The free version of MailChimp doesn’t give you any access to an autoresponder not even a single follow up email. Once you start paying the minimum $10/month then you are then comparing $10 to $19 for AWeber not free to $19 for AWeber, given the other advantages to me that is the tipping point.
If you have an older MailChimp account, you may have access to Autoresponders, I’m not sure when this changed, but new accounts do not get this feature.
Sending Already Subscribed Readers to a Custom Page
Who remembers every site they’ve subscribed to? Certainly not me. If you try to subscribe again with the same email address, MailChimp will give you an error page. With AWeber, if you try to subscribe again, I can send you to a custom page – try it now if you like!
It may not sound like much, but it’s important if for example you are using the subscription to send readers to extra resources, you can resend them to the page, if they try to re-subscribe again.
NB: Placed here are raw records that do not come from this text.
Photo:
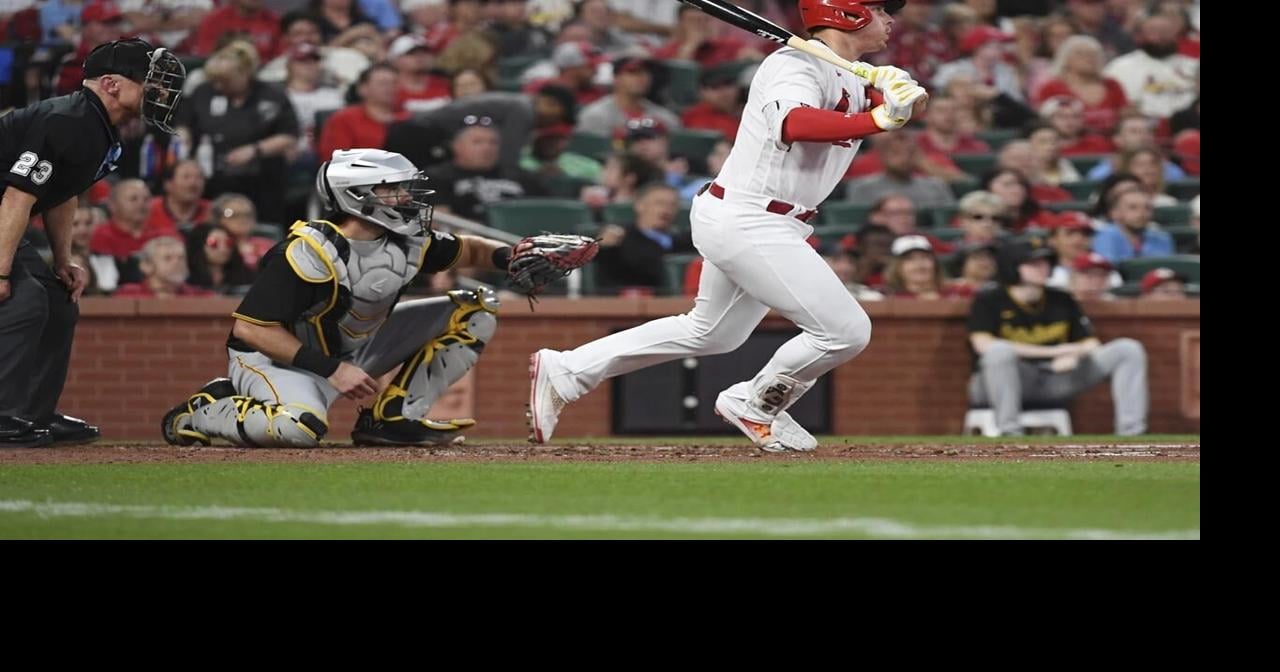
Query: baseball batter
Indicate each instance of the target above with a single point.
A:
(324, 318)
(803, 124)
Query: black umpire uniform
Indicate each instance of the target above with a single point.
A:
(54, 151)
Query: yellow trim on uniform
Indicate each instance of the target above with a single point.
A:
(319, 252)
(462, 246)
(361, 318)
(359, 334)
(333, 297)
(255, 320)
(421, 254)
(259, 371)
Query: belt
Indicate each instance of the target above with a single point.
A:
(777, 208)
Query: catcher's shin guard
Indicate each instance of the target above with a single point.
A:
(442, 361)
(248, 421)
(176, 426)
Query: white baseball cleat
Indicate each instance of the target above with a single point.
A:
(544, 403)
(782, 434)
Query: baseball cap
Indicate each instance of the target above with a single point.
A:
(575, 54)
(1091, 261)
(1052, 105)
(405, 44)
(101, 12)
(1155, 277)
(128, 58)
(1072, 220)
(305, 50)
(634, 63)
(981, 36)
(910, 243)
(641, 128)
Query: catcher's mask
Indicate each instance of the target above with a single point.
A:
(379, 187)
(159, 72)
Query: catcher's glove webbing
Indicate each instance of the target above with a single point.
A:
(547, 259)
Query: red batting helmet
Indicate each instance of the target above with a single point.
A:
(842, 14)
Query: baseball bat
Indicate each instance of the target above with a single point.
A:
(752, 22)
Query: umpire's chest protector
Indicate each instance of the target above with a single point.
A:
(365, 279)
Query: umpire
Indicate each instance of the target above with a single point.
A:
(50, 152)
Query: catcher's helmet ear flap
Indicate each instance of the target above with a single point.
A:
(842, 14)
(323, 190)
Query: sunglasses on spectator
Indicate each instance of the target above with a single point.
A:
(218, 242)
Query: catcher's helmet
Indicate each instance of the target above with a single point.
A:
(347, 182)
(842, 14)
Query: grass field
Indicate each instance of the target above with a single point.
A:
(726, 494)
Ability To Send One Message To Many Lists
As I’ve explained elsewhere, I’m a fan of multiple lists, so I know whether someone has bought my book or not, is looking at my book, or is just checking out my website. With AWeber I can send a blanket email – say announcing a limited time discount to all my lists, excluding those who are already on my buyers list, and without sending duplicates to those who may have signed up for more than one list. MailChimp only allows you to the same message to each list at a time, which wastes your time, and more importantly annoys your subscribers with multiple emails.
How Do You Chose An Email Service As An Author?
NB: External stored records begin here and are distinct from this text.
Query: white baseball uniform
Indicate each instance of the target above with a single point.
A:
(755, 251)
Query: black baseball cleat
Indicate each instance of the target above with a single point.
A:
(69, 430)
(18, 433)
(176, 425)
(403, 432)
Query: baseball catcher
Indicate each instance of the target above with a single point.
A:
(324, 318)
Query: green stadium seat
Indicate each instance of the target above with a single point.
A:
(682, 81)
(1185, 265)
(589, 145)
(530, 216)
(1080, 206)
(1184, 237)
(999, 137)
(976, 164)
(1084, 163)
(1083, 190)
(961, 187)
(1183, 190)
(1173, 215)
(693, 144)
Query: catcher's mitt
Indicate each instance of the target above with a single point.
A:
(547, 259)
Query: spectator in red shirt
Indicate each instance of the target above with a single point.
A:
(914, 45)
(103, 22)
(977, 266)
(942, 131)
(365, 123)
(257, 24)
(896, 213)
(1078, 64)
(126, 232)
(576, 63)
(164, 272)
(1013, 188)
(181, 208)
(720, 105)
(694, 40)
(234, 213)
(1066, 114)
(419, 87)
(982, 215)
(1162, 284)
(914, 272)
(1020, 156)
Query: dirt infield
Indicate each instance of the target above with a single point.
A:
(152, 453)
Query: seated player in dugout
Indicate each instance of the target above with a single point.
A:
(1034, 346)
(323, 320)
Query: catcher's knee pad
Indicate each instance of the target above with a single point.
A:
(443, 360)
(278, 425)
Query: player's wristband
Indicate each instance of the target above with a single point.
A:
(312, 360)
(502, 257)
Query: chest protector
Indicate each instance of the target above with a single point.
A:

Decide what you want to use your email subscription service for. How are you going to interact with your followers. It’s okay if you don’t have the details yet, but a plan, is a good start. I can suggest some scenarios to start:
$19/month Is Small Change To You
- draft your welcome email
- draft your first newsletter (broadcast) and/or a autoresponder series for sign ups
- sign up for AWeber and evaluate before the first month is complete. Consider their $49/quarter plan to save a little.
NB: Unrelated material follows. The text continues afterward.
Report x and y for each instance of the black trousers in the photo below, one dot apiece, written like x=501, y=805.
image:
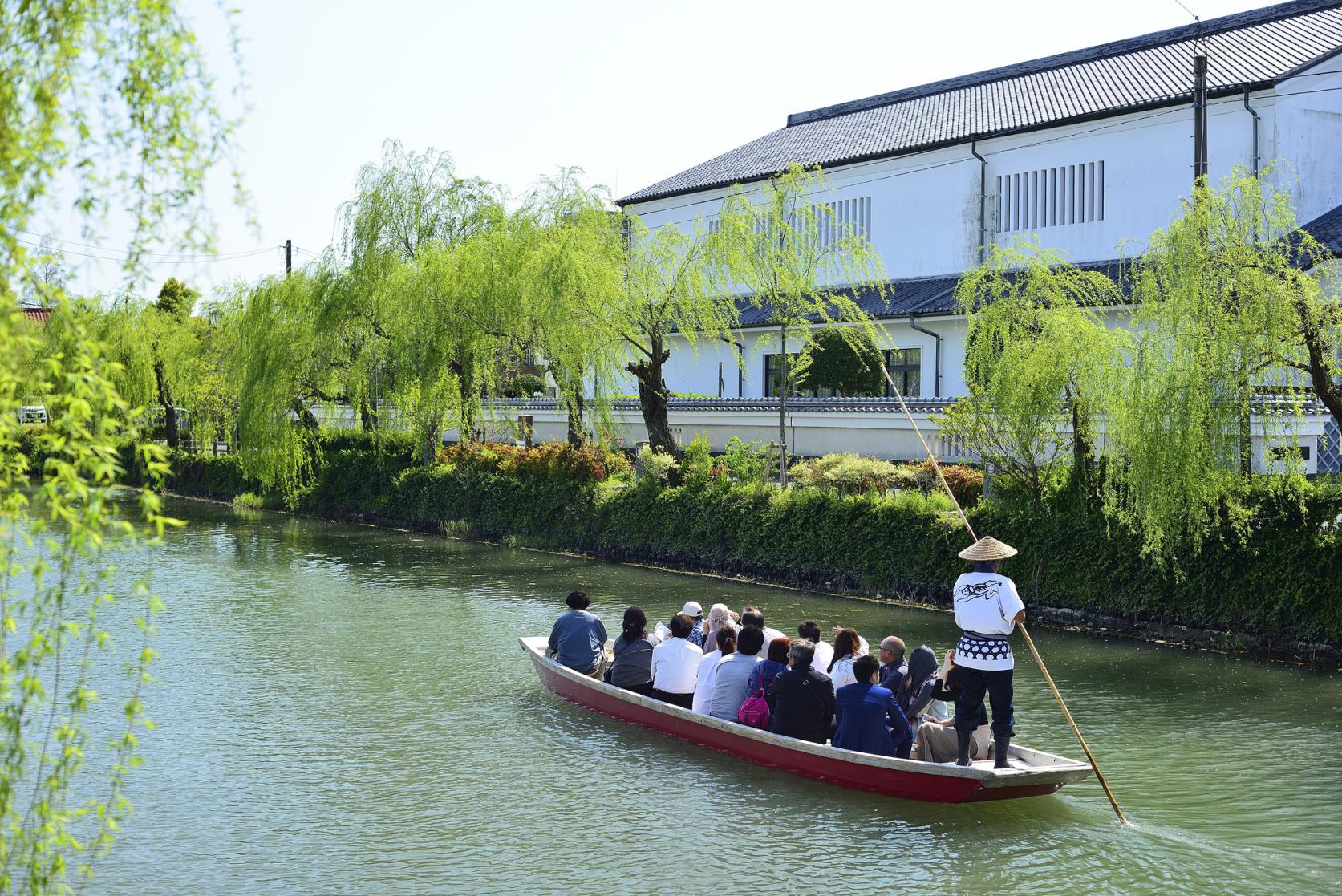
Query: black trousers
x=683, y=700
x=969, y=699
You Can’t Afford $19/month
- consider going with MailChimp, but consider the implications, particularly not being able to use autoresponders and not being able to send messages to multiple lists without sending duplicates
- consider how you are going to grow your business’s income by $20/month to pay for AWeber.
Both of these services do what they day on the packet. MailChimp provides some, not all, functionality on a free plan which gives you up to 2000 subscribers. AWeber allows you to sign up for a $1 for the first month to try. After that it’s $19/month (less if paid quarterly or yearly) until you hit 500 subscribers and then goes up from there. Over 2000 subscribers both services are about the same price.